Toutefois le même auteur a distingué d’autres types de motivations qui expliquent souvent les investissement directs à l’étranger des firmes transnationales. Deux catégories de stratégies d’investissement apparaissent aussi très importantes.  C’est le cas d’abord des « stratégies de marché », où les unités de production installées servent en fait de « filiales relais » destinées à faciliter la vente de produits aux consommateurs du pays d’accueil. En outre, il existe des « stratégies d’approvisionnement » qui conduisent les firmes à s’implanter dans les pays où elles achètent des matières premières (pétrole, caoutchouc, café…)

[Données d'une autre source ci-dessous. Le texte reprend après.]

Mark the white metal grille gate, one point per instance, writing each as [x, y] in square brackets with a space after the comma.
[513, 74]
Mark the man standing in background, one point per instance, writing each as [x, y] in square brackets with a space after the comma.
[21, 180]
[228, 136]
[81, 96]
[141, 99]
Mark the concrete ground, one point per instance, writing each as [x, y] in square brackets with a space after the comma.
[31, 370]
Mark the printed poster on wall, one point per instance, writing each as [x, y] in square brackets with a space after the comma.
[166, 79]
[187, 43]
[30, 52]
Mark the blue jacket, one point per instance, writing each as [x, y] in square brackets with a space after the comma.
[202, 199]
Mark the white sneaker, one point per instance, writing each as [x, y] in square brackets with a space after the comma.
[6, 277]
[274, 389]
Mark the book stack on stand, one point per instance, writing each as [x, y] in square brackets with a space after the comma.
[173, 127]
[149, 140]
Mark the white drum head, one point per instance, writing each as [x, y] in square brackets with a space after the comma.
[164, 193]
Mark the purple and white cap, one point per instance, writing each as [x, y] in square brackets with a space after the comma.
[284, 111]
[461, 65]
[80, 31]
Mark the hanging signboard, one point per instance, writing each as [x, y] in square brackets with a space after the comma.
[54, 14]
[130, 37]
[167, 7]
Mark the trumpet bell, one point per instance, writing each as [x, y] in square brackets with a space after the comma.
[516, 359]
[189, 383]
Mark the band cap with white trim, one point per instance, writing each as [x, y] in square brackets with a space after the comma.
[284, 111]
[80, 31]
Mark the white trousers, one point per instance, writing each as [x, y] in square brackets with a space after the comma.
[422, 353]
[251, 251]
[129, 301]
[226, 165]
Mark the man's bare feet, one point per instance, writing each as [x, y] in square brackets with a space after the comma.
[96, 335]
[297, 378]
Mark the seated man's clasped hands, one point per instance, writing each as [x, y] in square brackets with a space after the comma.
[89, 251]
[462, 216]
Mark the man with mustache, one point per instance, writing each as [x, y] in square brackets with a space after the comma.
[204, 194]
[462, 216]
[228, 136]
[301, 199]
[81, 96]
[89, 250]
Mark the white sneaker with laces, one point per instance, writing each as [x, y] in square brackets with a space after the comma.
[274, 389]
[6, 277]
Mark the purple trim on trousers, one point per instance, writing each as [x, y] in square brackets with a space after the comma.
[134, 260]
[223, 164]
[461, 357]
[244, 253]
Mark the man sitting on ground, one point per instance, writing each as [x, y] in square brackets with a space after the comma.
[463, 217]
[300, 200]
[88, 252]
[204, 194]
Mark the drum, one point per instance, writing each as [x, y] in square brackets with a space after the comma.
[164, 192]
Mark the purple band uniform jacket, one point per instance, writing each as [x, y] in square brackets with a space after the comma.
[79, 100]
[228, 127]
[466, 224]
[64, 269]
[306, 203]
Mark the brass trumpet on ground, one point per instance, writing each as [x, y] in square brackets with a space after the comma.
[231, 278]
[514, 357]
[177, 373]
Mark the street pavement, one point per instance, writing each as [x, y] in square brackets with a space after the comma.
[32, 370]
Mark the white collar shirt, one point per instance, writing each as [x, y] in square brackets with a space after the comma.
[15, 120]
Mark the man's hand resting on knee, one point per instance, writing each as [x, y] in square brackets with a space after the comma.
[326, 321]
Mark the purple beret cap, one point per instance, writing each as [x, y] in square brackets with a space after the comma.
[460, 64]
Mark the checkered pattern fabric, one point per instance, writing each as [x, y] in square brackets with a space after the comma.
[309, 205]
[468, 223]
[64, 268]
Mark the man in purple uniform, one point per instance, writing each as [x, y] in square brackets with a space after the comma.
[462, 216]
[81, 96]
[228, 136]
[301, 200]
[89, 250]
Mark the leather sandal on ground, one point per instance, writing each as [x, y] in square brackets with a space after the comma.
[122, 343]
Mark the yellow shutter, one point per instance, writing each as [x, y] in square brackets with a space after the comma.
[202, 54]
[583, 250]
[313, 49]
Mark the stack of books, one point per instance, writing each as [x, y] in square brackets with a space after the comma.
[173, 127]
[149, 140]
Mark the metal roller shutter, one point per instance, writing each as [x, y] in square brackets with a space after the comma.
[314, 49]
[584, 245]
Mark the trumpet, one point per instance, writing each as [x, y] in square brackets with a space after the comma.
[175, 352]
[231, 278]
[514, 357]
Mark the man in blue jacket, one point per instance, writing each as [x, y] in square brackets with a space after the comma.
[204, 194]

2/ Les stratégies des firmes transnationales ont cependant souvent d’autres motivations que le coût du travail, d’autant que l’intérêt de ce dernier dépend aussi de la productivité du travail


 a) Les stratégies d’investissement à l’étranger fondées sur le coût du travail ne sont pas les plus fréquentes

La plus grande partie des IDE se font dans des pays où le coût du travail est en fait assez élevé. En ce qui concerne les investissements à l’étranger des entreprises françaises, par exemple, les Etats-Unis attirent à eux seuls près d’un cinquième du total, et la Chine seulement 2%. Or le coût du travail américain est très supérieur au coût chinois. Il est même supérieur au coût en France. Le même constat peut se faire avec la répartition des IDE des entreprises de toutes nationalités : l’Europe et les Etats-Unis attirent une proportion très supérieure à leur part dans la population mondiale.

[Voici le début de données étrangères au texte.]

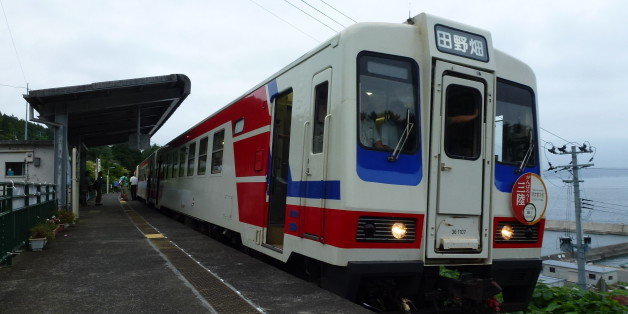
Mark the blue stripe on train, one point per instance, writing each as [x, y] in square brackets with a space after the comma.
[373, 166]
[315, 189]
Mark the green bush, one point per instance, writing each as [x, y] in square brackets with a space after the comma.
[570, 299]
[43, 230]
[65, 216]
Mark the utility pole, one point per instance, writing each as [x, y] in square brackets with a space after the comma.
[26, 118]
[574, 166]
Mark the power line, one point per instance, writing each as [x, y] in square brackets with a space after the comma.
[594, 201]
[290, 3]
[568, 141]
[329, 5]
[277, 16]
[321, 12]
[14, 86]
[13, 42]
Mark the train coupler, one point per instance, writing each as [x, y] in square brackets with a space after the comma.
[470, 288]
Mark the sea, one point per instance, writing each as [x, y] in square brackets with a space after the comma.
[605, 198]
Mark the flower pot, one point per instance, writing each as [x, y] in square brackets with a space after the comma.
[37, 244]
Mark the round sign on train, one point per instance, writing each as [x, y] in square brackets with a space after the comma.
[529, 198]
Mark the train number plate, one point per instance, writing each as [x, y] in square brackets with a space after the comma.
[458, 233]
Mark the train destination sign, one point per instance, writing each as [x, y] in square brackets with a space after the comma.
[529, 198]
[461, 43]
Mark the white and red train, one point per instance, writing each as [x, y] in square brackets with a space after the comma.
[384, 153]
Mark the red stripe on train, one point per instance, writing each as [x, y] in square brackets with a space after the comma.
[512, 245]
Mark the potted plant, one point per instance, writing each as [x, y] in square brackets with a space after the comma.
[55, 224]
[39, 235]
[66, 217]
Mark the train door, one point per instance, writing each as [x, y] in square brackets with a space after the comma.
[279, 169]
[461, 149]
[314, 173]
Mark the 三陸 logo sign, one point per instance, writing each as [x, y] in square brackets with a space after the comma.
[529, 198]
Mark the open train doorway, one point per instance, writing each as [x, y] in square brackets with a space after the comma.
[280, 169]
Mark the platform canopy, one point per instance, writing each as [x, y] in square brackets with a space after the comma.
[112, 112]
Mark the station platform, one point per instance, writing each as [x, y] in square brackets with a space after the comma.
[127, 257]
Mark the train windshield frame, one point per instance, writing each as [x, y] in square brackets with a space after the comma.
[387, 100]
[515, 122]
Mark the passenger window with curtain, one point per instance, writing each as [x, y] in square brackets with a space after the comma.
[182, 162]
[463, 122]
[173, 164]
[218, 145]
[202, 156]
[320, 112]
[387, 102]
[191, 157]
[515, 126]
[168, 166]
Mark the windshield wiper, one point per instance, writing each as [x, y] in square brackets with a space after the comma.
[402, 140]
[526, 158]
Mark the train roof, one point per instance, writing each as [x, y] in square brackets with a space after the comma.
[422, 20]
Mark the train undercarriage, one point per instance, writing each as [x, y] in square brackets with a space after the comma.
[411, 287]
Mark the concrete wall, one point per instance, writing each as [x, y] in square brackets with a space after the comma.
[589, 227]
[571, 275]
[17, 152]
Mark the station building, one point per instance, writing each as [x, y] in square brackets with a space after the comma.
[569, 272]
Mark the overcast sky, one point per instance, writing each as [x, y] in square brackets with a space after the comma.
[578, 50]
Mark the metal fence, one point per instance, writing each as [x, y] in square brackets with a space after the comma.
[22, 206]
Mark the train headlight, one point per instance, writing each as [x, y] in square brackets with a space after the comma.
[507, 232]
[399, 230]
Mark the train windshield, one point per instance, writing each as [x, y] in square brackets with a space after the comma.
[515, 127]
[387, 101]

Cela s’explique par le fait que les stratégies de rationalisation, fondées sur le coût du travail, ne sont souvent pas la motivation principale des investissements directs à l’étranger. Les stratégies d’approvisionnement, par exemple lorsque Total investit à l’étranger pour exploiter un gisement pétrolier, sont plus fréquentes. Et les stratégies de marché le sont encore davantage, par exemple quand Toyota implante une usine en France à Valenciennes pour produire sa Yaris, destinée au marché européen. C’est ce qu’a montré notamment Jean-Louis Mucchielli dans son ouvrage « Multinationales et mondialisation ».


 b) Les firmes transnationales ne jugent pas le coût du travail indépendamment de sa productivité

De nombreux pays à très faible coût du travail n’attirent pas pour autant les investissements des firmes transnationales. L’ensemble du continent africain, où la main-d’œuvre est souvent disponible pour un prix dérisoire, représente pourtant à peine 7% du montant total des investissements directs à l’étranger effectués par l’ensemble des entreprises de toutes les nationalités. A l’intérieur de l’Europe, la Pologne attire bien moins d’investissements directs étrangers que le Royaume-Uni, alors que le coût du travail y est deux fois inférieur.

Cette situation ne s’explique pas seulement par l’existence de stratégies d’investissement à l’étranger indépendantes du coût du travail, comme les stratégies de marché ou d’approvisionnement. En effet, ce n’est pas le coût horaire du travail en tant que tel qui peut intéresser les entreprises, c’est le rapport entre ce coût et la valeur créée grâce à l’heure de travail d’un individu, autrement dit la productivité horaire du travail. Pour des raisons qui tiennent notamment au niveau de bien-être et de formation de la population, la productivité du travail est souvent beaucoup plus faible dans les pays à bas salaires.


Conclusion   Les stratégies de rationalisation sont donc loin de prédominer dans les décisions d’investissement des firmes transnationales. Mais dans les cas où elles s’appliquent, il n’est pas sûr de toute façon qu’elles aient l’impact négatif qu’on leur prête sur l’emploi. Il est probable qu’il existe un effet de déversement assez voisin de celui qu’a décrit Alfred Sauvy pour le progrès technique : lorsqu’une délocalisation motivée par les coûts salariaux supprime des emplois, les gains de productivité du travail conduisent sans doute à une hausse du pouvoir d’achat qui favorise des créations d’emplois au moins aussi nombreuses que les suppressions. C’est en tout cas une idée qui a été défendue par M. Amiti et S.J. Wei dans une étude publiée par le FMI en décembre 2004.